I have the same issue for other OS as well, including Rhel and Rocky linux. Only Ubuntu 18, 20 and 22 seems to work.

it looks like commissioning machine with global kernel parameters in settings > Kernel Parameters -> “nvme_core.multipath=N” and then trying to deploy centos, gets me to dracut prompt, and once i remove the above kernel parameters during the reboot by hitting “e” in the grub config the install goes through and the machine gets deployed. However that parameter Breaks Ubuntu install, so I can’t use that for centos deployment.

Hi @mistryyy,

Have you considered specifying kernel options via tags instead of globally? https://maas.io/docs/how-to-customise-machines#heading--create-tags-with-built-in-kernel-options

It seems that you could specify the required kernel parameters in tag options and tag the CentOS machines appropriately.

@jhusakowski I don’t believe this is going to help even if this is working solution - the machines represent common pool and that’s not known upfront which OS the particular machine is going to be provisioned with. It rather should be something like “assign the tag to the image”.

small update - indeed if I set the nvme_core.multipath to 0 in the tag and assign to the machine, the node is deployed but it falls into “dracut-initqueue timeout” during the boot. And the machine has to get the nvme_core.multipath kernel param removed in order to boot.

Is this maybe something to do with the particular version of the efibootmgr that we package into the centos7 image?

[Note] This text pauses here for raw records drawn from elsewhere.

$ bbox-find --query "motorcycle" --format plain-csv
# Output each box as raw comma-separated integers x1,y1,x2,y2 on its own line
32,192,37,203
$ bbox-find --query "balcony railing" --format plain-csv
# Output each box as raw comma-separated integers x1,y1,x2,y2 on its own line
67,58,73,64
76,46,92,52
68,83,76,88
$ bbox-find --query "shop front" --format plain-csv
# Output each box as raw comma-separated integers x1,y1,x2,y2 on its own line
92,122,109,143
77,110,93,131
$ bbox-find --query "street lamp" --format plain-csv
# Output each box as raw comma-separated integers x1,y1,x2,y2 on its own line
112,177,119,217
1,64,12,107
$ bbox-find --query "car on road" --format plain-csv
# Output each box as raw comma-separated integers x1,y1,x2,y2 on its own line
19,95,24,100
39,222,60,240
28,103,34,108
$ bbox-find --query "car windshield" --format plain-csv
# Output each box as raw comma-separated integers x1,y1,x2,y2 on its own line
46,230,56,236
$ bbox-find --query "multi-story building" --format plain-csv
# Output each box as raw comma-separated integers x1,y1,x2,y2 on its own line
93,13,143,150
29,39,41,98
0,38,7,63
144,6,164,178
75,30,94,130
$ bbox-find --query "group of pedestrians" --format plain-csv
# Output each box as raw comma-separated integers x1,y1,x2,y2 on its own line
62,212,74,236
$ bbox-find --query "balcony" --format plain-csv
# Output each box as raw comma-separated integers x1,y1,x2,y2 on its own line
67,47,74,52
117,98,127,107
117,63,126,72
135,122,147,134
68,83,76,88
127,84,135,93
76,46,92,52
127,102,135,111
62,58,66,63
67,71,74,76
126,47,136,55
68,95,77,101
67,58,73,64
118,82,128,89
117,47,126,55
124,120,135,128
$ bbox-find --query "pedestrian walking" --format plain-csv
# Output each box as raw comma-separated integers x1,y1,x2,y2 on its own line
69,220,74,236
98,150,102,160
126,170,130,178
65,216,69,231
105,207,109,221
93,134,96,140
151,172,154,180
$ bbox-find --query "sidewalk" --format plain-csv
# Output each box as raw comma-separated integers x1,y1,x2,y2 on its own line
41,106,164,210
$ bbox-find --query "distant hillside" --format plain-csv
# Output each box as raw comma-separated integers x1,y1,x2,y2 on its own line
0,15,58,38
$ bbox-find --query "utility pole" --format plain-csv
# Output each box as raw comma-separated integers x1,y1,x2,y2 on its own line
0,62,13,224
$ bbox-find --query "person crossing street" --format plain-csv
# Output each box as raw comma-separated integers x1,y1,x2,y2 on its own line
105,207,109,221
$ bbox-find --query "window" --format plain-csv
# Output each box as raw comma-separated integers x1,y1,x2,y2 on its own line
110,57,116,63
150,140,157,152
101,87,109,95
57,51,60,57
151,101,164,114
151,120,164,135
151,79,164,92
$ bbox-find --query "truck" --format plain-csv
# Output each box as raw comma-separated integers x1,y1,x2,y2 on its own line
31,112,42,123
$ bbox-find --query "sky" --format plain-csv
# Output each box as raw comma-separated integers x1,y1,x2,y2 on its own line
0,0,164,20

I’m just a Technical Author, so take my observations with the appropriate spices, but based on I see here, there might be a few things to consider:

  1. nvme_core.multipath Kernel Parameter: From your descriptions, it seems like the nvme_core.multipath kernel parameter is causing issues during the boot process. This kernel parameter controls the multipath feature for NVMe devices, with N being the feature toggle (0 = off, 1 = on). From your experiment, it looks like this option might be causing the problems when set to 1.
  2. Compatibility Issue with CentOS 7: As pointed out by alexsander-souza, this issue could be related to the hardware being “too modern” for CentOS 7, which means that CentOS 7 might not have the necessary drivers or support for your hardware. You mention having problems with RHEL, Rocky, and so on – everything except Ubuntu. You can see the drivers currently in use by the system with the lsmod command. This command shows the modules currently loaded into your kernel, and if you want specific information on one or more drivers, you can isolate them with modinfo module_name.
  3. Possible efibootmgr Version Issue: agrebennikov’s suggestion that this could be related to the version of efibootmgr packaged in the CentOS 7 image is a possibility. The efibootmgr utility is used to manipulate the EFI Boot Manager, and different versions might have different behaviors or bugs.

Here’s what I’d try:

  • Try a more recent version of CentOS (like CentOS 8 or CentOS Stream) if it’s possible. This may help overcome potential incompatibility issues between your hardware and the OS. Sounds like you might have done this, or at least done this by proxy, trying Rocky, et al. YMMV.
  • Investigate further on the usage of the nvme_core.multipath kernel parameter. It might be that the RAID controller or NVMe drives you’re using requires a specific configuration or driver that’s not included in the CentOS 7 image.
  • Lastly, you may need to consider customizing your CentOS 7 image to include the specific drivers or software necessary for your hardware, or to use a different version of efibootmgr.

I’m not sure that these suggestions will actually solve your problem, but I think they could help isolate the issue. Again, what do I know, I’m just the writer guy, so take it FWIW.